SHAPING A POEM
by DVORA WAYSMAN
The definition of poetry that I’ve always liked the most is “emotion recollected in tranquillity.” If no profound feelings are involved, then the words could more easily have been expressed in prose. But sometimes prose just won’t do … the depth of emotion felt by the writer demands the poetic form.
The stimulus that inspires a poem is different for everyone, but you need to be observant and experience all your five senses, absorbing the sights, sounds, taste , smell and tactile impressions you encounter. Something is tingling inside you, maybe an excitement that you need to capture. According to a record left by Wordsworth’s sister, he was thrilled to see the daffodils seeming to dance at Ullswater, but it took two years for him to write the poem we all learnt at school: “I wandered lonely as a cloud…’His poems originated in stored memories.
Poems can come when we are joyful, dejected, angry, lonely, spiritual or loving. Your feelings color what you see and remember, and even though most subjects like nature, love, death, fame, war and the transience of human experience have all been covered through the ages, your view can still be fresh and unique. The subjects may be limited, but there are always possibilities to approach them in a new, imaginative way.
A poem is an intricate composition. There is the narrative poem, tied to events. A.E. Housman’s “Eight O’Clock” is an example. It moves you because it implies the public execution of an un-named man for an unspecified crime. A descriptive poem is different. It depends on conveying a scene, a sound, a personality or feeling, although you can combine narration and description. Many modern poets write persuasive poems deliberately to change attitudes, sometimes using satire. Although this type of poetry does not appeal to me, it often employs stark realism to shock the reader into changing his or her view on a subject. Randall Jarrell, Allen Ginsberg and James Wright employed this kind of poetic persuasion.
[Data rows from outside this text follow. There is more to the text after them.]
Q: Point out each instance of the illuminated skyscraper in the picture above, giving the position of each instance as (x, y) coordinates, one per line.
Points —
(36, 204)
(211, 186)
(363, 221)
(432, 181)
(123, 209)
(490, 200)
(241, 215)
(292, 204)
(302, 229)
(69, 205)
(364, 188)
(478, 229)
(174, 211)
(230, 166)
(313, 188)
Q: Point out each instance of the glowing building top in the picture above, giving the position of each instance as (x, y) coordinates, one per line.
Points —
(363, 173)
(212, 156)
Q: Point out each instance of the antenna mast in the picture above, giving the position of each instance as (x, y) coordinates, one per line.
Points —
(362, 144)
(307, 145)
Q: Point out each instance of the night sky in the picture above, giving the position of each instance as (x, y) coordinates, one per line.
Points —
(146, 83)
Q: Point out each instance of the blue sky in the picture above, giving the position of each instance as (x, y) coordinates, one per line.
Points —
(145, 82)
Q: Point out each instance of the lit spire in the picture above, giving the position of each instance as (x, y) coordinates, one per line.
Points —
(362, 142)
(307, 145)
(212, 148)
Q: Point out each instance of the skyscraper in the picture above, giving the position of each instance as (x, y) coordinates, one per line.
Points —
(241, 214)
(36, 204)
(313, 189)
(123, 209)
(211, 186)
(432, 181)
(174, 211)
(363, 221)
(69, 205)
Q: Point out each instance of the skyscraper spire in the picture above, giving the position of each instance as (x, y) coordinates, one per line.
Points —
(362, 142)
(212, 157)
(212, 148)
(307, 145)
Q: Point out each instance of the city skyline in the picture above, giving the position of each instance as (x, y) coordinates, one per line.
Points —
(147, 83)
How do you start to write a poem? Usually you put your feelings into words, jot down images, metaphors, alternate phrases. The days are long past when verse had to rhyme and you had to contrive artificially to express your thoughts. Sometimes beginning with a structured form, however, is the best way if you need that deliberate discipline. Blank verse is an alternative, comprised of unrhymed lines, each line a pentameter of five metric feet. Each foot is an iamb (a 2-syllable unit) with the second syllable stressed. Iambic pentameter couplets are also called heroic couplets.
Once when Somerset Maugham was asked how to write a novel, he said: “There are seven rules to writing a novel. Only no-one knows what they are.” I feel the same about poetry. Most of the poems I have loved have been in free verse, not committed to a predictable pattern of rhythm, rhyme or stanza. Walt Whitman, Ezra Pound, William Carlos Williams wrote in free verse. This sounds as though it’s easy to write, but it’s only easy to write it badly. It may lack metrical precision but it should have cadence, with its own pace and rhythm. You can even find free verse in the magnificent translated Psalms in the Bible, and you should read T. S. Eliot’s “The Love Song of J. Alfred Prufrock”, a long poem of irregular stanzas and lines; some surprising rhymes as in “fingers/malingers; ices/crisis”. You are always conscious of the poet’s change in mood, rhythm and vocabulary.
When you write prose, your first thought is clarity. With poetry it’s not always the most important choice. A certain ambiguity can sometimes enrich a poem. Also, you no longer have to start every line with a capital letter .e.e.cummings dispensed with them altogether. Punctuation, too, is optional. If you wish you can let line endings and breaks between stanzas indicate a pause.
Naming your poem is like naming your baby. Bestowing a name is an act of magic, to give reality to a hope or wish to be fulfilled. You can dispense with a name in a very short poem like a “haiku”, but a name confers value, Usually the title emphasizes an element of the poem.
Although I always loved poetry and memorized hundreds of lines, writing poetry came to me late in life. Maybe, as we mature, we feel things more deeply. All the emotions that bring tears to your eyes or joy to your heart are stimuli for poems. When I turned 70, the three score years and ten allotted by the Bible, it was a time of deep introspection, particularly thinking of dreams unfulfilled and how short a time was left. It was truly therapeutic to verbalize this sadness. I just let the feelings flow, and surprised myself with a poem:
When autumn lays out her lush carpet
Of scarlet and gold and brown
I’ll think back to spring and summer
And of all I let slip by.
I had my chance,
But so many times I hesitated,
Afraid of consequences
That may never have happened.
We do not regret the things we did
In this life, that passes so rapidly.
No, it was when we failed to grasp the moment
The one that never came again.
To you who are still young,
Take life with both your hands;
Laugh and love, travel roads untrodden
Or, like me, face a winter of regrets.